I never wanted to have kids. But lately, I’ve been warming to the idea. The idea of making sacrifices for someone else. The idea of loving someone more than myself. The idea of caring for someone, of investing my entire existence into their success. Maybe it is through this ultimate sacrifice that one finally unlocks the secrets to love and happiness.
But I also fear it. Not because of what I would have to give up, but because of the suffering that I might impose on them by creating a new human experience. No one chooses to be born, and some people proclaim that they hate having been brought into existence. Me personally, I am indifferent. I have been granted a human experience and I intend to get the most out of it. But I don’t know what my child would feel. Maybe they would be dumber than me, and they would just enjoy life, make many friends, and have loving relationships, without all the existential questions that plague me. But maybe they would suffer immensely, and I would be the direct cause of that suffering.
However, there is one major reason for procreation. Perhaps the strongest reason to do anything. From an evolutionary perspective, the only purpose humans have is to procreate. And by extension, this could be the only purpose we have whatsoever.

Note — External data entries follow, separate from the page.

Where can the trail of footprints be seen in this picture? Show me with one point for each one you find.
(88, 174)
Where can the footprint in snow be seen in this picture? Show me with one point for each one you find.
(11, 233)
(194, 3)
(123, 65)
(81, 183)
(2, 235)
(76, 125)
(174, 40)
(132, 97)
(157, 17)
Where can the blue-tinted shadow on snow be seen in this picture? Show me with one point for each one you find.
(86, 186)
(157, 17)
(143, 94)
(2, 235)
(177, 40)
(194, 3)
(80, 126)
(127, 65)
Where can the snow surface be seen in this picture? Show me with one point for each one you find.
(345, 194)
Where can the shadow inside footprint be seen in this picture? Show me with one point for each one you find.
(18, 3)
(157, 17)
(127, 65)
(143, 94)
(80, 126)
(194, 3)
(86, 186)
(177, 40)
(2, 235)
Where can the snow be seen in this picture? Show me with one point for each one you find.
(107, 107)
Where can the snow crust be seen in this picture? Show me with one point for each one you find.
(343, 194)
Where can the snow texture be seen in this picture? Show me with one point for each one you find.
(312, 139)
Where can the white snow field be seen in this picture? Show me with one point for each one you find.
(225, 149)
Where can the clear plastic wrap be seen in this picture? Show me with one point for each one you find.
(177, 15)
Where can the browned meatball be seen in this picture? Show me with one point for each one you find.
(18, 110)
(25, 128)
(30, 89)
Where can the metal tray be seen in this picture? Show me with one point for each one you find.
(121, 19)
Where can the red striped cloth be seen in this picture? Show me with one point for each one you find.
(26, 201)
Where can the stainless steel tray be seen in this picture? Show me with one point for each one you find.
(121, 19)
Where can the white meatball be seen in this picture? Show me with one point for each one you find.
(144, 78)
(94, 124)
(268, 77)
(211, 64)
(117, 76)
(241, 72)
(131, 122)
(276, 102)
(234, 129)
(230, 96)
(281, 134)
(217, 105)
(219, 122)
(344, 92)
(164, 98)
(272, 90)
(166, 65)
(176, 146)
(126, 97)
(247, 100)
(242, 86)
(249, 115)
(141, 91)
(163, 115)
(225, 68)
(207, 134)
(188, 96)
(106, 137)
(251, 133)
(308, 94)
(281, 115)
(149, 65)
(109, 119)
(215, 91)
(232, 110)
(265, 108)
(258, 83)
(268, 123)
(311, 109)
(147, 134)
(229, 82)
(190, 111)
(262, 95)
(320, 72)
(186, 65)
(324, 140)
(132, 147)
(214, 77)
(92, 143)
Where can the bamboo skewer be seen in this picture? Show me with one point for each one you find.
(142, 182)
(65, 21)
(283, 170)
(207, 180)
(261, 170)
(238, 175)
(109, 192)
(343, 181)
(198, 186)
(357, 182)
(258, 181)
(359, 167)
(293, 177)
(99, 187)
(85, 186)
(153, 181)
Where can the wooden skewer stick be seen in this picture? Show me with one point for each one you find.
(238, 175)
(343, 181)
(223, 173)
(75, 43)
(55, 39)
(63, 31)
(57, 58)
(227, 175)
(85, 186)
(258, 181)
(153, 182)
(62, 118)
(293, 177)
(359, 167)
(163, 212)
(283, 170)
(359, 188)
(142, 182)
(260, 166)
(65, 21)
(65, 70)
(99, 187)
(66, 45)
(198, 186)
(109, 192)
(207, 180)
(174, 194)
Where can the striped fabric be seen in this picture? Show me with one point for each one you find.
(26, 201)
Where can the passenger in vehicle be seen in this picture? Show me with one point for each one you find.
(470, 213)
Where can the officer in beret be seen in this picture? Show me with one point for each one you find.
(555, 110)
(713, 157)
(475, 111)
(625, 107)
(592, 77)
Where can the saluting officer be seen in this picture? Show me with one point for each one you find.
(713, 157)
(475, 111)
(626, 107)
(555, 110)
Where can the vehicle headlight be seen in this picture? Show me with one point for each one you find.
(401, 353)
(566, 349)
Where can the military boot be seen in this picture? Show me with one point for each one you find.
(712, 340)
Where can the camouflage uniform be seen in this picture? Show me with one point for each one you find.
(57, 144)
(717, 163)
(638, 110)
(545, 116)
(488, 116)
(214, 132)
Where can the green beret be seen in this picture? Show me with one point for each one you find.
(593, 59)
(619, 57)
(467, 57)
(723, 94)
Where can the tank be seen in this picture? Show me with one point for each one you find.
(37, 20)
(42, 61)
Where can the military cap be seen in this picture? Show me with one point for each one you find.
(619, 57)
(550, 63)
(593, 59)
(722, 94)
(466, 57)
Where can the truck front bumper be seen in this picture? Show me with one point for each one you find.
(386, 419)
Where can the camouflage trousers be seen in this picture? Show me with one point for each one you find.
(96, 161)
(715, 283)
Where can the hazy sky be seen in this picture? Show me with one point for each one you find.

If there is no God, then whatever we do with our lives serves no function, and the only reason we exist is because of our parents’ drive to bring us into this world. So if you, like me, tend to believe in nothing, then perhaps this is the absolute truth that absolves us.
It really is a struggle to me as well, I feel like none of the ways we are expected to behave and express ourselves are actually catering to our own needs and feelings, I think that is a fundamental struggle for anyone who’s got some wits to them.